The 23 clergy members who were arrested in May for disrupting a session of the Missouri Senate were charged Friday with obstructing government operations and first-degree trespassing.
Both charges are misdemeanors.
Those charged include two Jefferson City men - John Bennett, 74, and W.T. Edmonson, 62.
Edmonson said Friday: "Whatever penalty the system wants us to pay, we'll gladly pay - because it's a far less price than for those without Medicaid to pay."
Also charged were:
Emmett Baker Jr., St. Louis, 70.
And 20 from the Kansas City area:
Chaunia Chandler, Olathe, Kansas, 41.
Dawn Hickman, Lee's Summit, 47.
Steve Houpe, Platte City, 61.
Susan McCann, Liberty, 71.
Vernon Howard Jr., Raymore, 51.
Three from Grandview: Jessie Fisher, 75; Donna McDaniel, 50; and Ester Holzendorf, 76.
And 12 from Kansas City: Wallace Hartsfield, 85; Karlous Kalu, 60; James Tindall, 72; Tony Caldwell, 52; Rodney Williams, 58; Kenneth Mosley, 51; David Kingsley, 71; Tex Sample, 80; Tony Johnson, 47; Riccordo Lucas, 55; Lloyd Fields, 73; and Sam Mann, 74.
A Capital Police probable cause statement shows officers went to the gallery and saw a large crowd that was singing and chanting.
Their actions stopped Senate debate.
Some members of the crowd were escorted out by officers, but these 23 insisted on staying in the gallery and refused to leave.
They stayed and continued to sing and chant until they were arrested, booked and later released.
State officials said those arrested were not handcuffed.
These 23 were among 300 members and supporters of the statewide Missouri Faith Voices group who rallied in the Capitol Rotunda, May 6, urging lawmakers to expand the Medicaid program as envisioned by the Affordable Care Act.
Their Senate Gallery demonstration began with a chant that included shouts of "Expand Medicaid!"
As Capitol Police began ordering people to leave the gallery, some chanted: "We will not go.

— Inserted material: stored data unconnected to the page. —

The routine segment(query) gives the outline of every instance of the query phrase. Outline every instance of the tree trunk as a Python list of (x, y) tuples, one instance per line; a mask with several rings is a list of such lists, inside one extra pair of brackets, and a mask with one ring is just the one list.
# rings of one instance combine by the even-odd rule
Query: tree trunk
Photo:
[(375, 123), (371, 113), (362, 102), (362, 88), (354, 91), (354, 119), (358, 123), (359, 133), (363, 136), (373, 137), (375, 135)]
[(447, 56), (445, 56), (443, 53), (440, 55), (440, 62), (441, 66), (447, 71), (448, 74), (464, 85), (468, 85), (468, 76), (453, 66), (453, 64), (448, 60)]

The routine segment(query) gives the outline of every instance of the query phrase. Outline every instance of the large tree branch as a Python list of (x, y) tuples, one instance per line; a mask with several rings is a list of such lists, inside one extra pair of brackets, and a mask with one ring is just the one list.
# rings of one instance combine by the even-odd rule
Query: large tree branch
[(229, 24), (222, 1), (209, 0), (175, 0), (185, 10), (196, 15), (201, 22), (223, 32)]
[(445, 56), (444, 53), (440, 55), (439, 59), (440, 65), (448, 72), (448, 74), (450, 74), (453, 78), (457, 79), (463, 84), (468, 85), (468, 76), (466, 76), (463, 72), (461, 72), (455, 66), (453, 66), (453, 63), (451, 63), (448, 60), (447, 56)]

We will not be quiet."
The protesters also said they "mourn for those who have lost their lives" because lawmakers have not raised the Medicaid eligibility level.
Those arrested had positioned themselves at the front of the gallery, overlooking the Senate floor, and refused to leave until led out, one or two at a time, by the Capitol Police officers.
Even after leaving the chamber, they continued chanting, praying and singing, including "We Shall Overcome" and "We Shall Not Be Moved."
"We stand as clergy and people of faith," the protesters chanted. "We will not be silenced. We will not be quiet!"
Shortly after his arrest in May, Bennett - a retired Christian Church/Disciples of Christ pastor who also is a Missouri Faith Voices board member - told reporters: "We're calling it a "Rally for Dignity,' and the reason I am here is because - for want of Medicaid expansion - 12 people die each week in the state of Missouri.
"It's predicted that 700 Missourians - our sisters and brothers, children and grandchildren - will die next year if Medicaid expansion does not occur. That's morally offensive and, as people of faith, we will not tolerate that any longer."
Edmonson - president of Faith Voices for Jefferson City, a past president of the local NAACP branch and chairman of the Second Baptist Church Community Action Ministry - told the News Tribune in May: "We're simply saying, as people of faith, we have to speak out for the "least of these.'
"Yeah, we interrupted the Senate, but how else were we going to be heard?"